In 2008, the port took possession from Klukwan Inc. of Alaska, which operated the mill as KPly until it closed in November 2007, when 132 people lost their jobs.

Renshaw said it would be up to him and the other company board members — Grant Munro, Wilmer Possinger Jr., Bob Parke and Eric Flodstrom, all of Port Angeles — to decide if the company will file for bankruptcy.

“I’m not sure what the right thing to do would be,” Renshaw said.

“First, we’ve got to get this thing wound down and then figure out what we need to do.”

“The assumption is that the assets won’t cover anything more than the secured creditors,” Renshaw said Monday.

“We are in default to the banks. They are moving forward with the sale of the assets now.”

Renshaw said three creditors will be paid first with the proceeds from those sales: Sound Community Bank, the state Department of Commerce and Enterprise Cascadia, a nonprofit community development financial institution, in that order.

He does not expect to pay about $300,000 in utility bills to the city and at least $82,783 in back rent to the port, an outlook reminiscent of Kply’s shutdown, when Klukwan owed more than $200,000 in back rent.

“There is no money at PenPly, so PenPly will not be able to pay the city and the port back,” Renshaw said.

A $1 million loan from the state Department of Commerce helped get PenPly up and running, and Renshaw had credited state Rep. Kevin Van De Wege, D-Sequim, with helping to secure the loan.

“It is a sad day,” said the 24th District legislator. “We tried.”

He said he had “absolutely no regrets” about the state Department of Commerce loan.

“You’ve got to take some risk to get businesses going, and this risk paid off with two years of payroll.

“Any help that the state gave them was well worth it.”

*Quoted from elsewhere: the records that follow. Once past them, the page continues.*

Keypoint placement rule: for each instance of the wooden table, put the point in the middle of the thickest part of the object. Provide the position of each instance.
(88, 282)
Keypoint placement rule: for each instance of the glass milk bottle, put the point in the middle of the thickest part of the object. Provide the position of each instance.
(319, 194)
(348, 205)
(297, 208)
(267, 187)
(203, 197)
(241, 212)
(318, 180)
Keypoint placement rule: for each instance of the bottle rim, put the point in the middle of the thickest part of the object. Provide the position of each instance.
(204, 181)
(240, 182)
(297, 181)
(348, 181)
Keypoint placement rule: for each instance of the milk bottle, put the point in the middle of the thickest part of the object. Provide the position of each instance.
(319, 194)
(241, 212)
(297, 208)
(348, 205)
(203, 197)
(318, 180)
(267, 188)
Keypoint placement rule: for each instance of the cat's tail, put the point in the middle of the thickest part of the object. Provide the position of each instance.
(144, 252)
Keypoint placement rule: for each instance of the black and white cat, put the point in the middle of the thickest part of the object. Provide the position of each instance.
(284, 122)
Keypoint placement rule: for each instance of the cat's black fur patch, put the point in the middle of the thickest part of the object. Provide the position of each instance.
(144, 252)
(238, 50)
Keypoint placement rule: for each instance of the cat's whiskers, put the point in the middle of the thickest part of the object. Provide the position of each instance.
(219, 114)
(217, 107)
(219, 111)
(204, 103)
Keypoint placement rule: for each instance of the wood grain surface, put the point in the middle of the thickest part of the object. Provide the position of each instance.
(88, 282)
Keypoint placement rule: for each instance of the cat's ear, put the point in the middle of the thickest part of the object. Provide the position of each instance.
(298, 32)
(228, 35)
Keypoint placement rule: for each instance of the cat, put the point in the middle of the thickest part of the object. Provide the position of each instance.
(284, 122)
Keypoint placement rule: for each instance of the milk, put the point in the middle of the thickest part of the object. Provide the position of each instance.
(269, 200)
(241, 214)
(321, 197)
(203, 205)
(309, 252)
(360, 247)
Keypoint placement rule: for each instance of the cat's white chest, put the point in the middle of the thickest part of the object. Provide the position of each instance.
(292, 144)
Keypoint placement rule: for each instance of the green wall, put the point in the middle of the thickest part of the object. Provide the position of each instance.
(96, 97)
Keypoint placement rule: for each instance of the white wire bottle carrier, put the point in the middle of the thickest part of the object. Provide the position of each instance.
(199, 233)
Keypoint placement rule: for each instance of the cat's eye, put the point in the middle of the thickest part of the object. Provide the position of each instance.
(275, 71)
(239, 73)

The state Department of Commerce also provided a $500,000 grant in June to keep PenPly operating.

Renshaw, 48 and single, moved to Port Angeles in 2006.

The Medford, Ore., native, has been contacted by three companies that manufacture forest products — two in Oregon, one in Washington state — about future employment in management positions, he said.

“I want to see what I’m doing and then figure it out,” Renshaw said.